Recursive Queries with MySQL

This is an old post!

This post is over 2 years old. Solutions referenced in this article may no longer be valid. Please consider this when utilizing any information referenced here.

Discovered something neat with the new version of MySQL and thought it warranted a mention. Storing tree structures in a relational database is a common use case across many different areas of tech. The problem comes when you need to construct a query based on a subset of that tree.

But MySQL 8 has some nice new features that makes doing this a breeze.

For example, let’s assume you have a set of tables that look like this:

CREATE TABLE `files` (
  `id` bigint(20) unsigned NOT NULL AUTO_INCREMENT,
  `name` varchar(255) NOT NULL,
  `parent_id` bigint(20) NOT NULL,
  `kind` enum('file','folder') NOT NULL,
  PRIMARY KEY (`id`),
  KEY `parent_id` (`parent_id`)
);

CREATE TABLE `tags` (
  `id` bigint(20) unsigned NOT NULL AUTO_INCREMENT,
  `name` varchar(255) NOT NULL,
  PRIMARY KEY (`id`)
);

CREATE TABLE `tag_file` (
  `tag_id` bigint(20) NOT NULL,
  `file_id` bigint(20) NOT NULL,
  PRIMARY KEY (`tag_id`,`file_id`)
);

This is a pretty standard setup for storing a tree setup in a relational table, with the parent_id key referencing id of the parent. And this all works well … right up until you need to query a parent and all of it’s children. So let’s say you want to find all children that have a tag of ‘Important’.

MySQL 8 includes support for recursive common table expressions. Using this, this becomes a pretty easy query. You can create a CTE query and recursively call it! You could so something like this:

with recursive cte (id, parent_id) as (
    select id, parent_id from files where parent_id = ? and kind = 'folder'
    union all
    select p.id, p.parent_id from files p inner join cte on p.parent_id = cte.id where kind = 'folder'
)

select * from files inner join tag_file on (tag_file.file_id = file.id)
inner join tags on (tags.id = tag_file.tag_id) where kind = 'file'
and tag = 'Important' and parent_id in (select id from cte);

(That is a prepared statement, replace the ? with the ID of the parent.)

What surprised me was how fast that query is with the right keys.
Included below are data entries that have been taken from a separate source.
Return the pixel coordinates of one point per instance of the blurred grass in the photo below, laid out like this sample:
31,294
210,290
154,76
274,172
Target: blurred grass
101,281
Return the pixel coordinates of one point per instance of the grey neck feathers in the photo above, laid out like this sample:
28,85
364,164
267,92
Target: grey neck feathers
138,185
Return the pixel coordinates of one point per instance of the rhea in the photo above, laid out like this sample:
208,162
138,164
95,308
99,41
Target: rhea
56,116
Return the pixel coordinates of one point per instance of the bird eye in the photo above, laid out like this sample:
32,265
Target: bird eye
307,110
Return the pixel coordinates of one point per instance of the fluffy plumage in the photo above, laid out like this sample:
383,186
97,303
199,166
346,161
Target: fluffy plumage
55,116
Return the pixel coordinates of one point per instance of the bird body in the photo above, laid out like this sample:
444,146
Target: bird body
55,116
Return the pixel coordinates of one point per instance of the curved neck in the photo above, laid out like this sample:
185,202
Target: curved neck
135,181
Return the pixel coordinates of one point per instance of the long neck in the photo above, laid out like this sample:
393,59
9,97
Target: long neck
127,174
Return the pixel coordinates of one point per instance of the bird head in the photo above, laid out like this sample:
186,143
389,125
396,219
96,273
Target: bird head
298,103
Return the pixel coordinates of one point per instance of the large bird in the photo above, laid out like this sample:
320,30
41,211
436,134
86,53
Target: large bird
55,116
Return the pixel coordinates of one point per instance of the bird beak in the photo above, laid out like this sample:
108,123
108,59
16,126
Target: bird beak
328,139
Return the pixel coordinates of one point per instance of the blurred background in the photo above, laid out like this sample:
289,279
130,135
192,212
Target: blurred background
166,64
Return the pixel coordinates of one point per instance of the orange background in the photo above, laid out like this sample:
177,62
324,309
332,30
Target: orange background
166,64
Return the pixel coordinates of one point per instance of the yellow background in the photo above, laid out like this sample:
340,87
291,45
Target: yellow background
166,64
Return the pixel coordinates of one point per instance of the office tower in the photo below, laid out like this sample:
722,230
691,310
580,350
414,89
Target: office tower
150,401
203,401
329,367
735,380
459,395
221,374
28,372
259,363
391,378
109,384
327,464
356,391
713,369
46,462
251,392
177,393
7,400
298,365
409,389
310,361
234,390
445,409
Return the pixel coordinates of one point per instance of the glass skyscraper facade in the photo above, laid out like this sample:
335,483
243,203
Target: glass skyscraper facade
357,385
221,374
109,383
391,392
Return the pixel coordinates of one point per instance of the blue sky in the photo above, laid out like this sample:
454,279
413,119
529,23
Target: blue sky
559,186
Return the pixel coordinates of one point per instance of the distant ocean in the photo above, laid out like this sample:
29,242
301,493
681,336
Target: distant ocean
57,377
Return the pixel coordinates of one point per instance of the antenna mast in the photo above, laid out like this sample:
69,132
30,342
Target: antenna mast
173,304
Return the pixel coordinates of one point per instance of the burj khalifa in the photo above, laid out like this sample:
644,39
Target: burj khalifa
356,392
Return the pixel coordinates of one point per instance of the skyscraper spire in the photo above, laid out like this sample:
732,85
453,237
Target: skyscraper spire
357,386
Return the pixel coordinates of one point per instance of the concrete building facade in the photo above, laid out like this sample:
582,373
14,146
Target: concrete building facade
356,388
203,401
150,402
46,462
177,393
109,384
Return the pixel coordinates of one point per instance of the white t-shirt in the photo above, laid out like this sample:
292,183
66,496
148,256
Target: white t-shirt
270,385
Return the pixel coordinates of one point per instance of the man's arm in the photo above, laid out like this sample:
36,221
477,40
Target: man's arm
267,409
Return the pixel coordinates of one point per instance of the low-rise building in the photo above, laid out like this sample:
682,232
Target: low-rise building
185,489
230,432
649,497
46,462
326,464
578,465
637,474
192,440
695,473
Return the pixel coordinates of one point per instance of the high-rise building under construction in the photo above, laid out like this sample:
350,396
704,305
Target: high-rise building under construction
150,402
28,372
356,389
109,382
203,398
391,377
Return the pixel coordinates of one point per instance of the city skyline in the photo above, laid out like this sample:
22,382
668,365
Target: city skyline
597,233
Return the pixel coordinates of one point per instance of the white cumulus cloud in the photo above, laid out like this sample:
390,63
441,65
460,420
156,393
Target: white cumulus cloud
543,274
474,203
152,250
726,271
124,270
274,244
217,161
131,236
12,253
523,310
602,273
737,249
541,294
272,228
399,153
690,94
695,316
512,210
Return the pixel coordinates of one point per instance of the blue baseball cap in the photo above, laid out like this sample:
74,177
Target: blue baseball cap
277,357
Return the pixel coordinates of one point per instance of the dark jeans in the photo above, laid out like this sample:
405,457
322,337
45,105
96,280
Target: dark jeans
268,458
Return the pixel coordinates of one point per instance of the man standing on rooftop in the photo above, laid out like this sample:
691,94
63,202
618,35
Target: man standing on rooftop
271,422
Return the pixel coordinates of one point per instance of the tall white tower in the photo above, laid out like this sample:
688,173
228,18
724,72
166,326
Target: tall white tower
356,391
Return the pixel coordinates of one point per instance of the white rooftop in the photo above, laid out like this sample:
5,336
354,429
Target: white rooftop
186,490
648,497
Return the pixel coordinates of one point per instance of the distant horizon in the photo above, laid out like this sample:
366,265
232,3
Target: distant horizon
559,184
On a table that has nearly 600,000 items in it, that query completes in about 0.3 seconds. Slow, but considering the number of rows in the table quite fast.

Thanks to this post on Stack Overflow for the heads up.

About the Author

Hi, I'm Rob! I'm a blogger and software developer. I wrote petfeedd, dystill, and various other projects and libraries. I'm into electronics, general hackery, and model trains and airplanes. I am based in Huntsville, Alabama, USA.

About Me · Contact Me · Don't Hire Isaiah Armstrong

Did this article help you out?

I don't earn any money from this site.

I run no ads, sell no products and participate in no affiliate programs. I do not accept gifts in exchange for articles, guest articles or link exchanges. I don't track you or sell your data. The only third-party Javascript on this website is Google Analytics.

In general I run this site very much like a 1990s homepage or early 2000s personal blog, meaning that I do this solely because it's fun! I enjoy writing and sharing what I learn.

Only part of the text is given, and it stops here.